During the early months of the game's release, players frequently encountered this bug right as they hit the mid-game transition. As your shop expands and you build multiple greenhouses equipped with Sprinklers, the sheer volume of data being written to the disk increases exponentially. If the game crashes during the end-of-day summary screen, or if you force-quit the application (Alt-F4) before the save icon disappears, the write process is interrupted. The result is a broken file that the main menu cannot read.
Robot Assembly addressed the root cause of this corruption in Patch v0.5.8. According to the developer notes, "very large numerical values" were causing the game engine to choke during the save state. Prior to this patch, if the game encountered an error while writing to the disk, it would blindly overwrite your healthy file with corrupted data. Patch v0.5.8 introduced strict "error checking added" protocols to prevent this overwrite, and crucially, expanded the rotating backup system from "5 to 10 slots". However, if you experience a hard system crash, you will still need to manually invoke these backup slots.
File Paths: Locating the "Save File Missing Plant Nursery Simulator" Data
Before you can restore your progress, you must locate where the game stores its local data.

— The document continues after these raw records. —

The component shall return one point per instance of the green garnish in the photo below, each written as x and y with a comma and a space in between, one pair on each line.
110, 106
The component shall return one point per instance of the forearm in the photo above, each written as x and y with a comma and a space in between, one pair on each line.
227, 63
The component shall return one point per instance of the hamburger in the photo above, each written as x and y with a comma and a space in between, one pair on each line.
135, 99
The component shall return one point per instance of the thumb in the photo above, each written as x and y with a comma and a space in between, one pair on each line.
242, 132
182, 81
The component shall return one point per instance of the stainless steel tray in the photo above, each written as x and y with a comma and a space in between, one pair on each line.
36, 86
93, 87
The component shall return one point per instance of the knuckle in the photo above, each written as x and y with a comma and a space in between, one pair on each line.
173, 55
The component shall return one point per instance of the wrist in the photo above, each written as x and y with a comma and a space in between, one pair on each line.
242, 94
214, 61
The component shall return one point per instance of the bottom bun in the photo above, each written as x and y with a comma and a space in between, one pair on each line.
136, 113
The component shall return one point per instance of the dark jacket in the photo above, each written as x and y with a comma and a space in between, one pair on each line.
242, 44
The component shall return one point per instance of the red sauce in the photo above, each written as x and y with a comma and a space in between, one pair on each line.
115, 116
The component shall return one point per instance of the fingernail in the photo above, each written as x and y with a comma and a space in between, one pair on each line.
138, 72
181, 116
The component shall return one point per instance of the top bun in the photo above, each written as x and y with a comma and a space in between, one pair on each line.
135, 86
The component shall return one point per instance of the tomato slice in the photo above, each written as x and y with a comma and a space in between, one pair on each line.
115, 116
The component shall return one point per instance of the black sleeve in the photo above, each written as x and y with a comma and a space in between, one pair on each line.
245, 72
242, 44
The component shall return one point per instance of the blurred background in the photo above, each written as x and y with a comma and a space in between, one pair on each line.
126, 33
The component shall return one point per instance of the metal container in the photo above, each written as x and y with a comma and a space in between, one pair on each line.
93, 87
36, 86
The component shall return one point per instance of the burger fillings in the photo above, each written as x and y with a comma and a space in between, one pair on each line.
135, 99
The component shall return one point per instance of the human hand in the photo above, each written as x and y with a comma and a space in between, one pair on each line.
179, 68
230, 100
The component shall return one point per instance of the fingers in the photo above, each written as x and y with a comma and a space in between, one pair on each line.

Unlike AAA titles that neatly place saves in your "Documents" folder, Plant Nursery Simulator uses the hidden AppData directory on Windows.
To execute the fix, you first need to find where the game hides its data. On Windows, the AppData folder is hidden by default. You must navigate into the LocalLow directory to find indie game files, specifically locating the RobotAssembly studio folder. Inside, open the PlantNurserySimulator directory to access your JSON data.
For Windows Users:
- Press the
Windows Key + Rto open the Run dialog box. - Type
%appdata%and press Enter. This takes you to theAppData\Roamingfolder. - Click
AppDatain the address bar at the top of the window to go up one level. - Open the
LocalLowfolder, thenRobotAssembly, and finallyPlantNurserySimulator.
The direct file path is: C:\Users\%USERNAME%\AppData\LocalLow\RobotAssembly\PlantNurserySimulator
For Steam Deck / Linux Users: Because of its native controller support and cozy gameplay loop, Plant Nursery Simulator is incredibly popular on the Steam Deck. However, locating a Windows AppData folder on a Linux-based handheld requires diving into Proton’s compatdata structure. Because the game runs via the Proton compatibility layer, Steam creates a simulated Windows C: drive (known as a "prefix") specifically for it. The string "3474700" is the official Steam Application ID for the game.
Switch your Steam Deck to Desktop Mode, open the Dolphin file explorer, enable "Show Hidden Files," and navigate to:
/home/deck/.local/share/Steam/steamapps/compatdata/3474700/pfx/drive_c/users/steamuser/AppData/LocalLow/RobotAssembly/PlantNurserySimulator/
Step-by-Step Fix for the "Save File Missing Plant Nursery Simulator" Glitch
Once you have the folder open, you will see a list of .json files. If you play on Slot 1, your main file is save_0.json. Slot 2 is save_1.json, and Slot 3 is save_2.json. You will also see your backup files, named save_0_backup0.json through save_0_backup9.json.
The restoration process requires bypassing Steam's automated systems. First, disable Steam Cloud so it doesn't interfere. Next, locate and delete the corrupted main file, usually named save_0.json. Then, find the most recent healthy backup in the folder. Finally, when you launch the game and turn sync back on, force Steam to accept the fix by clicking Keep Local Save.
Here is the exact technical sequence to ensure your fix is permanent:
- Close the Game and Disable Steam Cloud: This is the most critical step. If you do not disable Steam Cloud, Steam will view your manual file swap as a "downgrade" (because the backup has an older timestamp) and will instantly redownload the corrupted file the moment you hit Play. Right-click the game in your Steam Library, select Properties, go to the General tab, and toggle off Steam Cloud.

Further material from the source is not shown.